PSU banks and capital market firms formed two sides of the same engine, one supplying credit to the economy, the other channeling savings into financial assets. This combination made financials a core pillar of thematic outperformance in 2025.

Defence and metals ride higher domestic demand

Another driver of returns in 2025 was India’s push toward self-reliance and domestic manufacturing. The Nifty India Defence index rose 15.7% in 2025 as defence spending moved from announcements to actual orders, backed by a record Rs 6.8 lakh crore budget.

Stock gains were led by Garden Reach Shipbuilders, MTAR Technologies and Bharat Electronics which rose 42.4%, 42% and 34.7%, respectively. Their growth was backed by a combined order book value of over Rs 75,700 crore.

The Nifty Commodities index gained 14.8% in 2025, driven by a rising cycle in global raw material prices. Unlike previous, more cyclical years, 2025 saw a steady climb as global demand for industrial inputs outpaced supply. 

The Nifty Metals index led the growth within commodities with a 26.2% surge, reaching record highs in late December. The primary driver was a global copper shortage that pushed prices to an all-time high of $12,960 per ton

Hindustan Copper more than doubled in value with an annual gain of 108%, while National Aluminium and Hindalco rose 48% and 43%, respectively, due to their focus on copper and aluminium for the electric vehicle transition. 

Discretionary spending jumps as consumers favour premium brands

Beyond finance and infrastructure, 2025 also marked a visible change in how Indians move and spend.
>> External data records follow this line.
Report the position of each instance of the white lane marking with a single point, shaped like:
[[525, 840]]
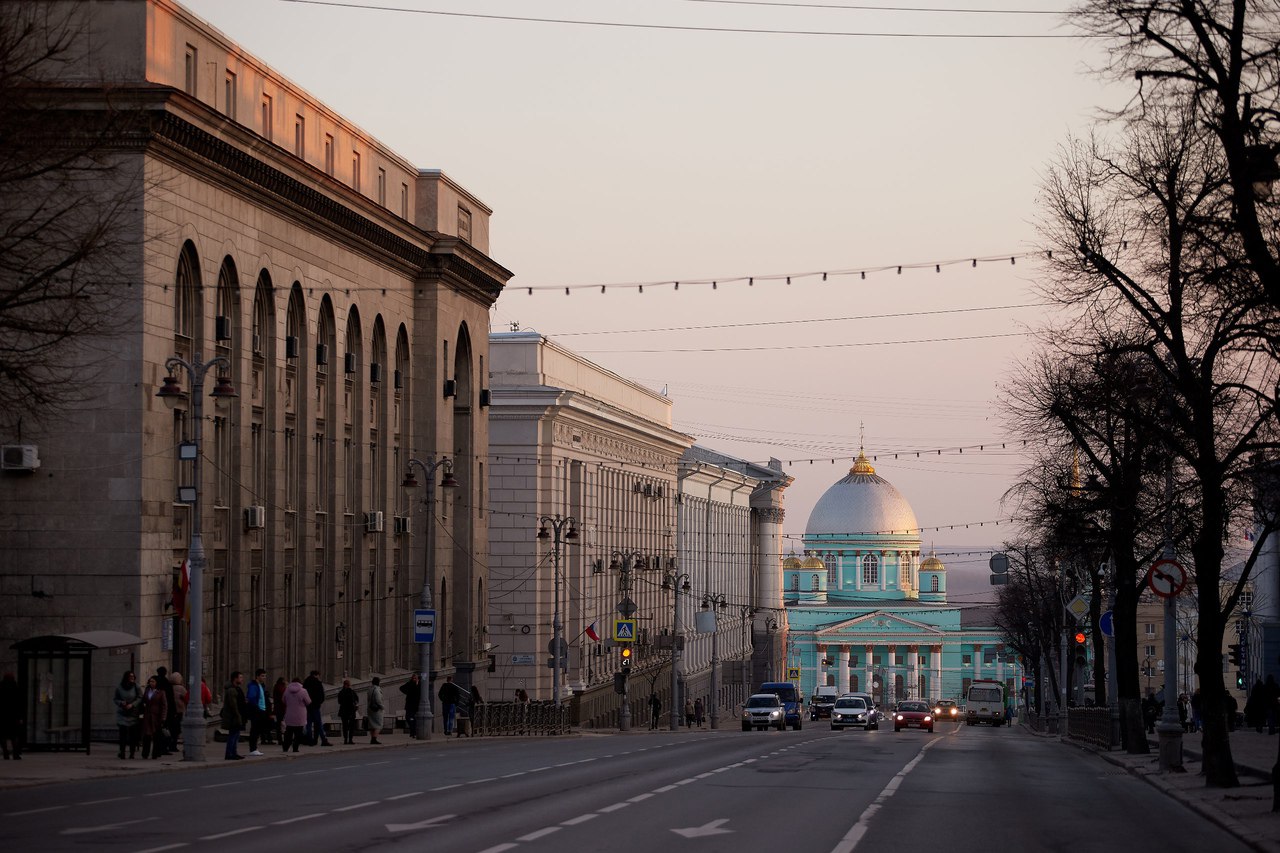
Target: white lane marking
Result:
[[580, 819], [295, 820], [858, 830], [240, 831]]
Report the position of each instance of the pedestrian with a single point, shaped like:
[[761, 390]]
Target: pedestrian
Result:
[[315, 717], [179, 699], [255, 699], [278, 707], [348, 710], [375, 707], [233, 715], [155, 711], [293, 712], [448, 697], [12, 716], [128, 714], [412, 690]]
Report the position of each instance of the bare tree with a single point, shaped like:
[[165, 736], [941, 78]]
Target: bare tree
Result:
[[63, 214]]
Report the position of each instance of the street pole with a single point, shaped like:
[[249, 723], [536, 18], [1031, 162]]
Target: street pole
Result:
[[425, 716], [170, 392], [558, 647]]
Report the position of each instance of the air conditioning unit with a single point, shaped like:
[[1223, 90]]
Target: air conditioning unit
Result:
[[19, 457]]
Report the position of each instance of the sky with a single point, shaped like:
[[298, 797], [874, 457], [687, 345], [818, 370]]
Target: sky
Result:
[[680, 147]]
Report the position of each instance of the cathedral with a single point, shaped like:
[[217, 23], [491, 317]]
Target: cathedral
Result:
[[865, 614]]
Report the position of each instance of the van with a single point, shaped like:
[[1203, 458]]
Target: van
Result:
[[791, 699]]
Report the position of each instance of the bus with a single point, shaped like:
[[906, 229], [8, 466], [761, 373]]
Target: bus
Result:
[[984, 702]]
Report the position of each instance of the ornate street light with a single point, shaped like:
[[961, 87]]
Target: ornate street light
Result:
[[172, 393]]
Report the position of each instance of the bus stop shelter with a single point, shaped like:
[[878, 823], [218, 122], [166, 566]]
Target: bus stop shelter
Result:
[[55, 676]]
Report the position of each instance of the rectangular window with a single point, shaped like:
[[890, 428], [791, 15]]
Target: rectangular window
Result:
[[266, 117], [192, 65], [229, 95]]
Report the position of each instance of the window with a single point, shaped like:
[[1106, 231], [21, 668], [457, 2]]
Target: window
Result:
[[192, 65], [266, 117], [229, 95]]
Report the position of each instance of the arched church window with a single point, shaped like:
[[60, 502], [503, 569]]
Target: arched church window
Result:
[[871, 569]]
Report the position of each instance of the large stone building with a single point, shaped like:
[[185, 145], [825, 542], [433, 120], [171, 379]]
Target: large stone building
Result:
[[347, 292], [658, 521]]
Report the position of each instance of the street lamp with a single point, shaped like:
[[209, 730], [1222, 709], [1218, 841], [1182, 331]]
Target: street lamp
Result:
[[425, 717], [672, 582], [714, 602], [172, 393], [558, 647]]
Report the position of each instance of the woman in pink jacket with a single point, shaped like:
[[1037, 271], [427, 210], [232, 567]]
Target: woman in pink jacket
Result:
[[296, 702]]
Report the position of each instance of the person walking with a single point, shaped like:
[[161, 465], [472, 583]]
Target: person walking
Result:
[[348, 710], [293, 711], [412, 690], [233, 715], [155, 711], [375, 710], [128, 710], [448, 697], [12, 716], [315, 717], [256, 703]]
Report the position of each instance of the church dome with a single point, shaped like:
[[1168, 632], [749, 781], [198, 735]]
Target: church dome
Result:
[[860, 503]]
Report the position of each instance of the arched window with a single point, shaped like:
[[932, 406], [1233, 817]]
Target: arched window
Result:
[[871, 570]]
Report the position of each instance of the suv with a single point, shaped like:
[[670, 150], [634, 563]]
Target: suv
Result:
[[763, 711]]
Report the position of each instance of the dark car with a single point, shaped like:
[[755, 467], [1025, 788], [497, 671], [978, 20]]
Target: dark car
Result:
[[913, 714]]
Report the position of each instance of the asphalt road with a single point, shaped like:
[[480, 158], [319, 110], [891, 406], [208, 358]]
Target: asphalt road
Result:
[[959, 789]]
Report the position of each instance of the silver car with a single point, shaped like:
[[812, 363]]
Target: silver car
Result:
[[763, 711]]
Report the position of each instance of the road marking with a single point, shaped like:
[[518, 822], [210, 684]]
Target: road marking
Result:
[[240, 831], [295, 820]]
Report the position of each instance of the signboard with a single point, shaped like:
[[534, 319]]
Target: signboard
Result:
[[424, 625]]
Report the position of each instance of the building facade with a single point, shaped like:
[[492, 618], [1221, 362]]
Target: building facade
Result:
[[344, 293]]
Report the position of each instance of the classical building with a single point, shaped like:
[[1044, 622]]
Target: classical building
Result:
[[868, 615], [659, 527], [346, 293]]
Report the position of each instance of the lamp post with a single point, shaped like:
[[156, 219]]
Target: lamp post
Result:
[[425, 717], [714, 602], [561, 536], [672, 582], [172, 393]]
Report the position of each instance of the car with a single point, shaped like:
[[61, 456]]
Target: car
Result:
[[913, 714], [851, 711], [763, 711]]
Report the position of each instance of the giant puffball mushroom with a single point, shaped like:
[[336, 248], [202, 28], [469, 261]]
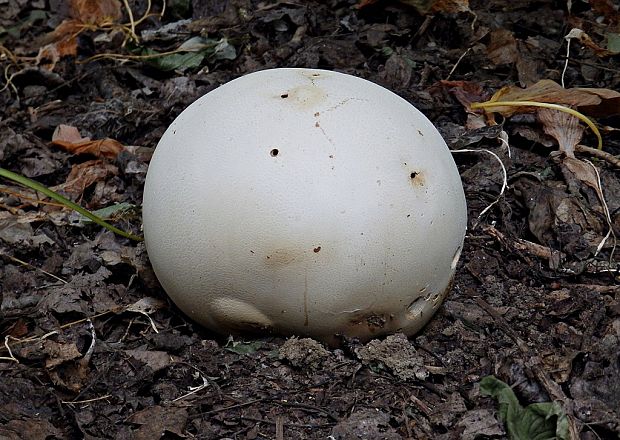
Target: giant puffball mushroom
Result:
[[306, 202]]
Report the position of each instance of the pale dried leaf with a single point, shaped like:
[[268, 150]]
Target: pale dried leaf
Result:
[[594, 101], [96, 12], [85, 174], [563, 127], [67, 133]]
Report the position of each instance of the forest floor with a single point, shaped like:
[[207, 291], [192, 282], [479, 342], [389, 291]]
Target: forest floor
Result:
[[92, 347]]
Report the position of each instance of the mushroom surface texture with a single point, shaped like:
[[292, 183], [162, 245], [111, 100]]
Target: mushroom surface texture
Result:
[[306, 202]]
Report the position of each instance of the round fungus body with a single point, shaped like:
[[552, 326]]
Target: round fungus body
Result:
[[305, 202]]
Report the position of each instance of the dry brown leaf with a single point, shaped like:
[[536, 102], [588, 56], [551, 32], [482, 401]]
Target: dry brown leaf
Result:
[[563, 127], [502, 48], [67, 133], [450, 6], [108, 148], [59, 353], [96, 12], [587, 41], [85, 174], [465, 92], [424, 7], [607, 9], [591, 101], [62, 41], [69, 138]]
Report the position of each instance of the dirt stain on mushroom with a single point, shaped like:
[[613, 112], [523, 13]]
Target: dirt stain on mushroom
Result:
[[305, 96], [281, 257], [306, 299]]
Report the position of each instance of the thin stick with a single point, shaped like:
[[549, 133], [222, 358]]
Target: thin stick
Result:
[[504, 181]]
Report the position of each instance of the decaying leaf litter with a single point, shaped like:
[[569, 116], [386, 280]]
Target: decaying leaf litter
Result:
[[92, 348]]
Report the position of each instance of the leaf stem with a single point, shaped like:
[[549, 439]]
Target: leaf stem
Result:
[[66, 202]]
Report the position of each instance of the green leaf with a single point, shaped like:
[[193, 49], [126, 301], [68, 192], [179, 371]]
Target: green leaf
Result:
[[174, 61], [112, 212], [191, 54], [538, 421]]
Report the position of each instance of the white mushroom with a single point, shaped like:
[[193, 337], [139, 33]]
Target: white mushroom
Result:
[[304, 202]]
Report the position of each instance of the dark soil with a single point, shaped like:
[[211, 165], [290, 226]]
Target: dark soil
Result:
[[91, 346]]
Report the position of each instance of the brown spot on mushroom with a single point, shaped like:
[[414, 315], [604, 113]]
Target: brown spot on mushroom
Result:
[[417, 178], [281, 257], [373, 321]]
The Nifty EV & New Age Automotive index rose about 22.5% in 2025, driven by rapid charging infrastructure expansion and falling battery costs. Policy support and lower ownership expenses boosted the entire value chain, from component manufacturers to vehicle platforms.

Performance was led by Ashok Leyland in the electric commercial vehicles segment, which rose 62%, Maruti Suzuki which rose sharply within passenger cars, and TVS Motor which stood as the top gainer in the electric two-wheeler segment. Eicher Motors also rose sharply as it scaled EV operations for its first electric Royal Enfield model. 
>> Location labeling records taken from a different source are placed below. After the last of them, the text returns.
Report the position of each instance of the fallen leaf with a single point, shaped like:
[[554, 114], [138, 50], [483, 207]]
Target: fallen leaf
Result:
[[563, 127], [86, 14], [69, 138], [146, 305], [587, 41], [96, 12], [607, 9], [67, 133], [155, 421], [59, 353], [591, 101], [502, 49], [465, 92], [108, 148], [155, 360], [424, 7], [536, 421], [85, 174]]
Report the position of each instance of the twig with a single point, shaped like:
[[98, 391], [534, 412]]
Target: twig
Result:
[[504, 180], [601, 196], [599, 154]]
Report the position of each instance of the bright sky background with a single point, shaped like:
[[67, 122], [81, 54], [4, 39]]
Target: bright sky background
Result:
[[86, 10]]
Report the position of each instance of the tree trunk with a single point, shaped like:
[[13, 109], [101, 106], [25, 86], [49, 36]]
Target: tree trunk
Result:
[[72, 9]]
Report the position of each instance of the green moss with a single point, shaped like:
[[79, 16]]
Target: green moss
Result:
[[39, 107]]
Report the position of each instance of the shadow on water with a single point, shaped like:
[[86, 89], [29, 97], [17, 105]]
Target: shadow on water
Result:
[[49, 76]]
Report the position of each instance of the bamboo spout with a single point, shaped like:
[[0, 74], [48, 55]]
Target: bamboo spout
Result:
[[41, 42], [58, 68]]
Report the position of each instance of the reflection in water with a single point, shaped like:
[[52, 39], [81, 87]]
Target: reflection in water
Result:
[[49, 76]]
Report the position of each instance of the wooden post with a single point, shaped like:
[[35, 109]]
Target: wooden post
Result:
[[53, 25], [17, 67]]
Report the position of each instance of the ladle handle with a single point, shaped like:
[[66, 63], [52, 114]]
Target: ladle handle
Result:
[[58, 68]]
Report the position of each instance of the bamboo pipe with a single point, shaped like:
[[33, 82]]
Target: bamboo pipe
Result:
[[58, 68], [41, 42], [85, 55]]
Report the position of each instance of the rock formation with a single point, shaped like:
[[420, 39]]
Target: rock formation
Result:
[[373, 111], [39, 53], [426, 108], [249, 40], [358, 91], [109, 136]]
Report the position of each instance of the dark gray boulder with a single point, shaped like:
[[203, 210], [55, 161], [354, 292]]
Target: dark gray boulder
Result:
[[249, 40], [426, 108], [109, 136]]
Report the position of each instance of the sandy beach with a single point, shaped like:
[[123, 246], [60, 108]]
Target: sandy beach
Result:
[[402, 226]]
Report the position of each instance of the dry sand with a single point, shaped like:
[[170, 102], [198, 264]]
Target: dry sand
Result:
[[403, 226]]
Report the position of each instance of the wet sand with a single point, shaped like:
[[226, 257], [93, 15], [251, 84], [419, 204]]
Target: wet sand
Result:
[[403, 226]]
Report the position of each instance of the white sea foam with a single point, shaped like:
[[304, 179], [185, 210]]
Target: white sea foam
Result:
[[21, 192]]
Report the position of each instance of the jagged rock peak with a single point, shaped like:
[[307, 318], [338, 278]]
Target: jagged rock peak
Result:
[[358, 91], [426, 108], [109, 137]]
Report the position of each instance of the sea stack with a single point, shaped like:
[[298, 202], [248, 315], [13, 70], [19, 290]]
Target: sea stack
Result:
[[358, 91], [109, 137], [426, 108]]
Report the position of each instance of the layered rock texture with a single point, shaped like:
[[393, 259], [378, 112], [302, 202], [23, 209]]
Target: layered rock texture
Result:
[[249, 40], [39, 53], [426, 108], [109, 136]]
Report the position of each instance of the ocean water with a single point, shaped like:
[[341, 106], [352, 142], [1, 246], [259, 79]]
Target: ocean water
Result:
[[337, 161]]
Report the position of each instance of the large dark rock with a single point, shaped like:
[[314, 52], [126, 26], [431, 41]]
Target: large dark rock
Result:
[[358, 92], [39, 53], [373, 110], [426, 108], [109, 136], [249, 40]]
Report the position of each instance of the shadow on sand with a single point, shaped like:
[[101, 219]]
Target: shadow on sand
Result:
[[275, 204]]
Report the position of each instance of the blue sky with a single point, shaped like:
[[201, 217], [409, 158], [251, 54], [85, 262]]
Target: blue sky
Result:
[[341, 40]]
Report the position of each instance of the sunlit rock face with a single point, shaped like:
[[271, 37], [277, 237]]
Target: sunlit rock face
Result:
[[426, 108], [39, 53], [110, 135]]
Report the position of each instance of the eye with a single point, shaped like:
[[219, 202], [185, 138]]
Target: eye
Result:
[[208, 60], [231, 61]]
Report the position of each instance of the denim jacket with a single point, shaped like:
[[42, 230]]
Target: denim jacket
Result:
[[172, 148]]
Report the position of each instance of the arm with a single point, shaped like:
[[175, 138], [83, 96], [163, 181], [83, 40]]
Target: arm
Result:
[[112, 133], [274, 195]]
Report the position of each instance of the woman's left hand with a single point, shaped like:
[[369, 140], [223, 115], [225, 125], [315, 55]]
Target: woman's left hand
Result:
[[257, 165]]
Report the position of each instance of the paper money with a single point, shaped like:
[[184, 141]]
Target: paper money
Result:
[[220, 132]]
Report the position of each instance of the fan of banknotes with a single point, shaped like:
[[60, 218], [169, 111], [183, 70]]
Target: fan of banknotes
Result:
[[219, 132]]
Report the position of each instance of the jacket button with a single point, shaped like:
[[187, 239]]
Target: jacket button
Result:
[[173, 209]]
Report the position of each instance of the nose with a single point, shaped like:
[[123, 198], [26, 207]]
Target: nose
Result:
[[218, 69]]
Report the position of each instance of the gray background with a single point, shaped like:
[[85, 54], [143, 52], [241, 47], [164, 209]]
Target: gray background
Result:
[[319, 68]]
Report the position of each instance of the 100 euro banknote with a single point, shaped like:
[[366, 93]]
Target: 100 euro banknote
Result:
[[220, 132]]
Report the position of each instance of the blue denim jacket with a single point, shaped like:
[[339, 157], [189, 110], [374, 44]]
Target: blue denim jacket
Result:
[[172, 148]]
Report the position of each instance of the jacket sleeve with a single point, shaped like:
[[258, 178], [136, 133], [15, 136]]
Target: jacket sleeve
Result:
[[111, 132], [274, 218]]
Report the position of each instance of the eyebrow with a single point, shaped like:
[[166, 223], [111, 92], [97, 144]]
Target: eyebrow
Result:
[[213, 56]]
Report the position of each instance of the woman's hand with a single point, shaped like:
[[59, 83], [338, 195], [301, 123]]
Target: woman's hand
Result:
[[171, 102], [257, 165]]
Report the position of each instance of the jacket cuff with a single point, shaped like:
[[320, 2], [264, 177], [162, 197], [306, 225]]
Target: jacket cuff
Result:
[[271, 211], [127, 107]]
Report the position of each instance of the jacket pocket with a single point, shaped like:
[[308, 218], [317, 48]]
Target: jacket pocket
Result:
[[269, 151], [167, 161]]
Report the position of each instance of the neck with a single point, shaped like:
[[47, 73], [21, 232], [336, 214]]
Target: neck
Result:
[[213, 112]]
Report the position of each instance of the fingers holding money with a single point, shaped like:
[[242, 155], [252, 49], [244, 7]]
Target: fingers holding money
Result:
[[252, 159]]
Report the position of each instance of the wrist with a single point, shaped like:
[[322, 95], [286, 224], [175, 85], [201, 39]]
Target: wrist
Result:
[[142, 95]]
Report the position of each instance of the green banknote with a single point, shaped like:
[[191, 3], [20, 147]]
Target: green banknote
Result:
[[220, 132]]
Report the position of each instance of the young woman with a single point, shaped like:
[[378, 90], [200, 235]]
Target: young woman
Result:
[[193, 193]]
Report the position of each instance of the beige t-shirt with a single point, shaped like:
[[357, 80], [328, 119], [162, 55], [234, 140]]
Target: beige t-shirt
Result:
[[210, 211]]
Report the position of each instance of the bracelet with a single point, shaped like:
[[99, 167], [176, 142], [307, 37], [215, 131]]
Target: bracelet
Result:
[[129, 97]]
The Nifty India New Age Consumption index gained around 17.9%, as urban spending shifted from basic staples to "aspirational" lifestyle brands.

Select turnarounds drove the rally. Nykaa jumped 65% as profits tripled in Q2FY26, helped by tighter costs and growth in its core beauty business. Telecom also staged a recovery, with Vodafone Idea rising 61% after the government converted a large part of its debt into equity, easing bankruptcy fears and enabling a fresh 5G rollout.

A Moneycontrol report noted, "Household spending on non-essentials has increased, as higher incomes drive consumers toward premium and discretionary purchases."

Together, modern mobility and new-age consumption reflected bigger structural changes in the economy. Investors backed companies aligned with these shifts, reinforcing the market’s preference for selective themes.